Certain tests in ClusterKit are pairwise, meaning there is a specific logic for processing their results, as described below.

For each particular type of test, ClusterKit repeats it a number of times across appropriate population of ranks, using given message sizes (default or specified) and collects performance statistics.

In pairwise experiments and FULL test mode, ClusterKit repeats the experiment on pairs it selects in each round.

For a system with n nodes, there can be up to n(n-1)/2 distinct pairs, allowing for n/2 communicating pairs to be tested simultaneously.

ClusterKit operates over n-1 rounds, selecting a different destination for the same source in each pair.

A 'tolerance' is a specified percentage derived from the extreme values of the observed performance distribution, used to characterize a component’s performance as 'unacceptable.'

Message latencies that are 2.1 times (by default) above the minimum are considered 'bad,'

Message bandwidths (BWs) less than 93% (by default) of the maximum are also deemed 'bad.'

Different values can be supplied.

Pairs whose performance falls outside the tolerance are selected to participate in subsequent evaluation rounds for re-testing. In each subsequent round, the total number of pairs is halved. In the final round, pairs that continue to perform outside the tolerance are declared definitively 'bad.'

The -x option for the ClusterKit binary disables the retesting logic, causing ClusterKit to test all possible pairs once and then stop.

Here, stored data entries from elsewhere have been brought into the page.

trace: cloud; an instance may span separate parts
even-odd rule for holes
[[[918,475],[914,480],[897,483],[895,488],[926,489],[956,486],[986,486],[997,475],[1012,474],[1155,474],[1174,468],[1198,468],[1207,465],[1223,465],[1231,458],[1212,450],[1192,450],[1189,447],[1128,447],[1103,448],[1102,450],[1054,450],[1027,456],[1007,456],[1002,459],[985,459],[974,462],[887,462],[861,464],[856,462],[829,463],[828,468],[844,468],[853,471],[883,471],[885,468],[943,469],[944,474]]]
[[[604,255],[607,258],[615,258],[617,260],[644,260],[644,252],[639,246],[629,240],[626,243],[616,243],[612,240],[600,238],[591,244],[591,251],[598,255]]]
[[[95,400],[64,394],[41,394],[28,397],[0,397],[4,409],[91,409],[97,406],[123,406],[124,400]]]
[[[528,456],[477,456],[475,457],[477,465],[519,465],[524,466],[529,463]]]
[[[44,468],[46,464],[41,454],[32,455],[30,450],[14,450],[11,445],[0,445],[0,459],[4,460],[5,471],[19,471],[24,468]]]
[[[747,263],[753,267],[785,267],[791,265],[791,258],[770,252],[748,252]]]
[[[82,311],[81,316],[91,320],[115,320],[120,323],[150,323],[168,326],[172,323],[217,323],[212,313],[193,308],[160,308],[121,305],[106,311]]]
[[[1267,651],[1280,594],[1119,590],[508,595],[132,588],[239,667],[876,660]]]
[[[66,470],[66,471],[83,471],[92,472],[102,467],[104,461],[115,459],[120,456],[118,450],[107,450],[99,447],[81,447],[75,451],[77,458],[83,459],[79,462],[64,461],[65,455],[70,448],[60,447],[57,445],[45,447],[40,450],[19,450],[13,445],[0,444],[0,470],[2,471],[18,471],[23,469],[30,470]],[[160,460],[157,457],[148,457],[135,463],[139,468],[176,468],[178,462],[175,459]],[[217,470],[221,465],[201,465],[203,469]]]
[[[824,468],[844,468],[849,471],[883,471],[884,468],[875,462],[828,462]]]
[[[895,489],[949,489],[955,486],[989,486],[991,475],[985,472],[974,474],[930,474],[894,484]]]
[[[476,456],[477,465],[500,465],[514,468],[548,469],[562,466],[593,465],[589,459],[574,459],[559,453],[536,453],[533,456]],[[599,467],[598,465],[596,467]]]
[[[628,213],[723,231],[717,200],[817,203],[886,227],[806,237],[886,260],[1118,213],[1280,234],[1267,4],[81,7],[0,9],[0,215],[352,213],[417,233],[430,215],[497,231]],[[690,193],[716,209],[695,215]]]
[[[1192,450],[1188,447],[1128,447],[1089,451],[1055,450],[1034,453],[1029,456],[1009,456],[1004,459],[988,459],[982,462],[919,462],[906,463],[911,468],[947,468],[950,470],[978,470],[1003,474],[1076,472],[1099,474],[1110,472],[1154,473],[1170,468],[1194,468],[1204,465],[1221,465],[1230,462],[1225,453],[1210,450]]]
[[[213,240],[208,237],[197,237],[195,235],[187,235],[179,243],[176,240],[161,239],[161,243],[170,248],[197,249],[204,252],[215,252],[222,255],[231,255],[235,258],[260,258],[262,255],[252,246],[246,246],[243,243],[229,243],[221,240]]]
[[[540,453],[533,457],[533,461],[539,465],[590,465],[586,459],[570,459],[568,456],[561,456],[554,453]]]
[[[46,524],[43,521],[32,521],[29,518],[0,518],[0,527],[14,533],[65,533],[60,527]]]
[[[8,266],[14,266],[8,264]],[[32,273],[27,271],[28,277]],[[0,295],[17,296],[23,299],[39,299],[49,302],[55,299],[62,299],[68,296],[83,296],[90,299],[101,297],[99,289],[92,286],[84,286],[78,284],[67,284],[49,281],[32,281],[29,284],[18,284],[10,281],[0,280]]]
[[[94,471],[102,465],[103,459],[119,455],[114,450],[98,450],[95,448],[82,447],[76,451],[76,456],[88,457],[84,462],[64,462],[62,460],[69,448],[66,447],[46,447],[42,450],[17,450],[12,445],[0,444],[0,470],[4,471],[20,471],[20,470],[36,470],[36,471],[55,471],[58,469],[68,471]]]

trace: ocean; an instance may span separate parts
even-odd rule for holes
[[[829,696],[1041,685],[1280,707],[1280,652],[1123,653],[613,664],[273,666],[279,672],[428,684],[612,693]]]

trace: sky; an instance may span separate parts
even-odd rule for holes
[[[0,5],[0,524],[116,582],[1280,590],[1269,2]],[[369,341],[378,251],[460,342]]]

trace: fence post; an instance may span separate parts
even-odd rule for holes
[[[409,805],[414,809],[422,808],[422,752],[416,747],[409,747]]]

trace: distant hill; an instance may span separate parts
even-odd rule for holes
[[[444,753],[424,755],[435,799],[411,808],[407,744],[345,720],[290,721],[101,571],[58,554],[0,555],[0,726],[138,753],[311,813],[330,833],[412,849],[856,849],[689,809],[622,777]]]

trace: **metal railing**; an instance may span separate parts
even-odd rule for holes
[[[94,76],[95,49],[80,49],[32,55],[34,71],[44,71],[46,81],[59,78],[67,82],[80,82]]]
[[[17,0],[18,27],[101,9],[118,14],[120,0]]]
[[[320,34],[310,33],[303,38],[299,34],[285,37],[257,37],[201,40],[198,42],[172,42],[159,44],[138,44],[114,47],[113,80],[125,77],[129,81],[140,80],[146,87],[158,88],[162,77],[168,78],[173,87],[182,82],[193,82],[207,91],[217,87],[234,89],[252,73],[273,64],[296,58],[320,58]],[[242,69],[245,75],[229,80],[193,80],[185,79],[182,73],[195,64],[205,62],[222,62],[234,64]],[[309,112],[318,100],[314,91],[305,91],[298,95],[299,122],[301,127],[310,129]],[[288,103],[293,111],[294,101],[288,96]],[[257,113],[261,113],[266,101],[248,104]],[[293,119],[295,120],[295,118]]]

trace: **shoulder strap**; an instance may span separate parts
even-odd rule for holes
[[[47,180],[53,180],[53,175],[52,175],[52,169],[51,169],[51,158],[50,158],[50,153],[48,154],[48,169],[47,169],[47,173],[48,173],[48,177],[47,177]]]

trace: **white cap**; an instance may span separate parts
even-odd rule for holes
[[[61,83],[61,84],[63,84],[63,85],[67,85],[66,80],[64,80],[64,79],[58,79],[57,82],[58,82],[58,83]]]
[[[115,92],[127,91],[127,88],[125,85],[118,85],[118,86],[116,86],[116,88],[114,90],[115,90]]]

In pairwise experiments conducted in QUICK mode, n/2 communicating pairs go through one round of evaluation. To run in QUICK mode, pass -q ( --quick ) to the ClusterKit binary.

In CUSTOM mode, we specify the pairs to test in each round using an input file.

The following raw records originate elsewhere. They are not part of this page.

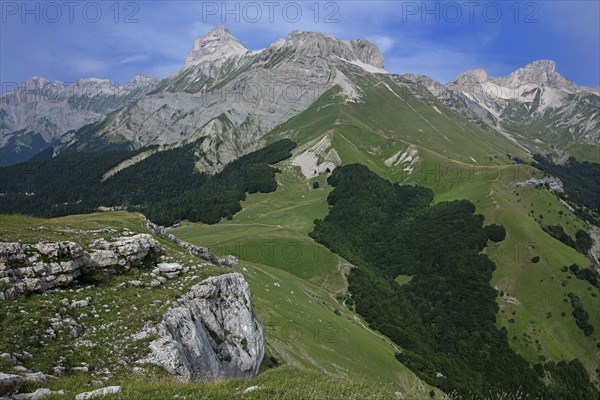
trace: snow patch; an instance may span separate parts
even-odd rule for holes
[[[341,57],[340,57],[340,60],[342,60],[344,62],[347,62],[348,64],[355,65],[355,66],[357,66],[359,68],[362,68],[363,70],[365,70],[367,72],[370,72],[372,74],[386,74],[386,75],[389,74],[389,72],[387,72],[383,68],[379,68],[379,67],[376,67],[376,66],[371,65],[371,64],[364,63],[364,62],[359,61],[359,60],[346,60],[345,58],[341,58]]]

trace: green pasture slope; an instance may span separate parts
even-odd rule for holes
[[[430,187],[435,200],[467,199],[485,216],[485,223],[504,225],[506,240],[486,250],[497,269],[492,286],[505,293],[498,298],[498,325],[509,331],[511,345],[532,363],[547,358],[578,358],[593,379],[600,371],[600,293],[587,282],[562,272],[577,263],[588,266],[582,254],[545,233],[539,223],[560,224],[570,235],[585,223],[546,189],[517,186],[541,176],[528,165],[530,156],[504,137],[475,126],[446,109],[432,96],[417,100],[383,76],[365,77],[346,71],[360,88],[362,102],[346,103],[334,88],[305,112],[270,132],[267,141],[289,137],[299,146],[297,155],[324,135],[343,164],[360,163],[393,182]],[[419,163],[412,174],[384,161],[416,147]],[[183,224],[175,234],[184,240],[216,246],[222,253],[260,262],[307,279],[329,290],[344,290],[344,261],[306,236],[313,221],[327,213],[331,188],[325,176],[306,180],[289,160],[279,164],[278,189],[249,195],[232,221],[213,226]],[[560,211],[560,213],[559,213]],[[540,218],[541,216],[541,218]],[[273,252],[267,251],[277,248]],[[263,247],[258,251],[258,247]],[[293,249],[301,256],[292,257]],[[320,256],[314,258],[314,254]],[[322,256],[321,256],[322,255]],[[533,263],[532,258],[540,261]],[[596,328],[587,337],[571,315],[568,292],[576,293]]]

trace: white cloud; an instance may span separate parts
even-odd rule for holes
[[[379,50],[381,50],[383,53],[392,50],[394,48],[394,44],[396,43],[393,38],[384,35],[367,36],[367,40],[375,43],[377,47],[379,47]]]
[[[148,56],[145,54],[132,54],[121,60],[121,64],[135,64],[148,60]]]

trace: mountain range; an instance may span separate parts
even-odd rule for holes
[[[96,78],[65,84],[34,77],[21,83],[0,98],[0,165],[60,145],[67,132],[140,99],[157,84],[145,75],[122,86]]]
[[[98,79],[74,84],[32,78],[0,102],[4,165],[48,146],[55,153],[140,148],[207,136],[205,168],[219,169],[260,147],[270,130],[306,110],[334,86],[347,102],[362,88],[349,75],[387,76],[440,102],[528,152],[594,159],[600,144],[600,89],[579,87],[535,61],[506,77],[483,70],[448,84],[388,74],[379,49],[364,40],[293,31],[265,49],[246,49],[224,27],[199,36],[183,68],[158,81],[139,76],[119,87]],[[423,92],[423,93],[419,93]],[[590,146],[591,149],[590,150]]]
[[[0,103],[0,213],[29,216],[0,214],[0,294],[30,297],[0,310],[0,353],[66,369],[53,388],[85,364],[82,382],[108,370],[128,398],[172,398],[181,386],[129,366],[150,348],[200,376],[212,347],[213,372],[246,365],[229,376],[260,371],[253,386],[186,395],[599,398],[600,93],[552,61],[441,84],[388,73],[365,40],[293,31],[251,51],[218,27],[160,81],[22,87]],[[166,253],[120,270],[112,251],[140,253],[119,244],[139,235]],[[42,252],[76,243],[81,271]],[[191,287],[209,275],[239,290]],[[200,329],[205,296],[227,329]],[[93,318],[67,310],[81,299]]]

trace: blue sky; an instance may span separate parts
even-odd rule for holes
[[[469,69],[499,76],[552,59],[568,79],[600,86],[598,1],[2,0],[0,7],[3,85],[32,76],[164,78],[182,67],[195,36],[225,25],[251,50],[294,29],[367,39],[388,71],[441,82]]]

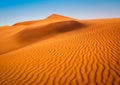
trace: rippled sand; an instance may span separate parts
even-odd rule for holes
[[[0,27],[0,85],[120,85],[120,18]]]

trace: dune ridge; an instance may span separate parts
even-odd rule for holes
[[[53,14],[1,27],[0,85],[120,85],[119,23]]]

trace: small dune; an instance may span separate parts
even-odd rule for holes
[[[12,45],[11,48],[6,47],[4,51],[0,51],[0,53],[3,54],[9,51],[13,51],[32,44],[36,41],[45,40],[61,33],[81,29],[83,26],[84,24],[78,21],[62,21],[50,23],[44,26],[26,27],[12,36],[13,40],[11,40],[11,42],[15,41],[16,43],[20,43],[19,46]]]
[[[53,14],[0,27],[0,85],[120,85],[120,18]]]

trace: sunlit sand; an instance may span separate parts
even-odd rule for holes
[[[0,85],[120,85],[120,18],[1,26]]]

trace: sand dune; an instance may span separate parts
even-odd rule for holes
[[[120,19],[0,27],[0,85],[120,85]]]

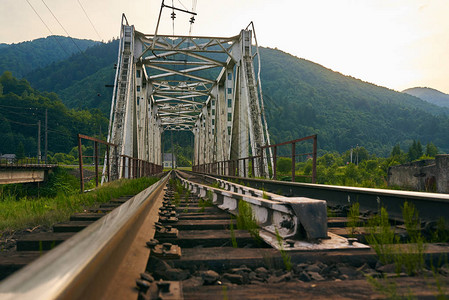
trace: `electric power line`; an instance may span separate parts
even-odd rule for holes
[[[27,0],[28,1],[28,0]],[[53,18],[55,18],[56,22],[58,22],[59,26],[61,26],[61,28],[64,30],[64,32],[67,34],[68,38],[72,41],[72,43],[75,45],[76,48],[78,48],[78,50],[80,51],[80,53],[83,53],[83,50],[81,50],[81,48],[78,46],[77,43],[75,43],[75,40],[73,40],[73,38],[70,36],[70,34],[67,32],[67,30],[64,28],[64,26],[62,26],[61,22],[59,22],[58,18],[55,16],[55,14],[51,11],[50,7],[48,7],[48,5],[45,3],[44,0],[41,0],[42,3],[44,3],[45,7],[48,9],[48,11],[51,13],[51,15],[53,16]],[[87,56],[84,54],[84,56],[87,58]]]
[[[36,123],[34,124],[28,124],[28,123],[22,123],[22,122],[17,122],[17,121],[13,121],[7,118],[4,118],[6,121],[11,122],[11,123],[15,123],[15,124],[19,124],[19,125],[23,125],[23,126],[37,126]]]
[[[41,22],[45,25],[45,27],[47,27],[48,31],[50,31],[51,36],[53,37],[53,39],[58,43],[59,47],[61,47],[61,49],[67,54],[70,55],[67,50],[64,49],[64,47],[62,47],[62,44],[59,42],[59,40],[55,37],[55,35],[53,34],[53,32],[51,31],[51,29],[47,26],[47,24],[44,22],[44,20],[41,18],[41,16],[38,14],[38,12],[34,9],[33,5],[31,5],[30,1],[26,0],[28,2],[28,4],[30,5],[31,9],[34,11],[34,13],[39,17],[39,19],[41,20]]]
[[[89,16],[87,15],[86,10],[84,9],[83,5],[81,4],[80,0],[77,0],[78,4],[81,6],[81,9],[83,10],[84,14],[86,15],[87,19],[90,22],[90,25],[92,25],[92,28],[95,30],[95,32],[97,33],[98,37],[100,38],[100,40],[103,40],[103,38],[100,36],[100,34],[98,33],[97,29],[94,26],[94,23],[92,23],[92,21],[90,20]]]

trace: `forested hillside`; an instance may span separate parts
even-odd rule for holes
[[[26,76],[39,90],[56,92],[72,108],[98,108],[109,116],[118,41],[35,70]],[[413,140],[449,150],[449,109],[344,76],[277,49],[261,49],[262,85],[272,141],[318,134],[319,149],[365,147],[390,154]],[[175,135],[176,141],[177,134]],[[180,142],[188,144],[188,141]]]
[[[415,87],[402,91],[432,104],[449,107],[449,95],[427,87]]]
[[[327,151],[359,145],[386,156],[396,143],[408,147],[414,139],[449,149],[447,109],[282,51],[261,49],[261,56],[268,124],[277,142],[317,133],[319,148]]]
[[[76,43],[76,45],[74,44]],[[49,36],[18,44],[0,44],[0,74],[10,71],[21,78],[36,68],[69,58],[99,42],[73,39],[63,36]],[[79,48],[79,49],[78,49]]]
[[[97,107],[95,100],[98,94],[105,93],[105,84],[114,83],[117,50],[118,40],[101,43],[69,59],[36,69],[25,77],[36,89],[64,95],[62,99],[68,107]],[[101,75],[105,72],[107,76]],[[107,101],[110,102],[110,98]]]
[[[99,110],[70,110],[55,93],[39,92],[25,79],[10,72],[0,76],[0,153],[36,156],[37,123],[41,121],[41,145],[44,145],[45,110],[48,110],[48,150],[68,153],[77,145],[78,133],[98,134],[106,130],[108,120]]]

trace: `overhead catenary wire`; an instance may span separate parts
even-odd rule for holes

To run a pairwise test in CUSTOM mode, pass -f <file> ( --fromfile=<file>) to the ClusterKit binary.

The file consists of lines, with each line formatted as:

Copy Copied! <round_num> <node_1> <node_2>

All pairs (links between <node_1> and <node_2> ) with the same <round_num> will be tested in parallel. <round_num> should be in non-descending order. For example:

Copy Copied! 1 machine02 machine10 1 machine03 machine07 2 machine02 machine03

This will test (machine02, machine10) and (machine03, machine07) in round 1 and (machine02, machine03) in round 2.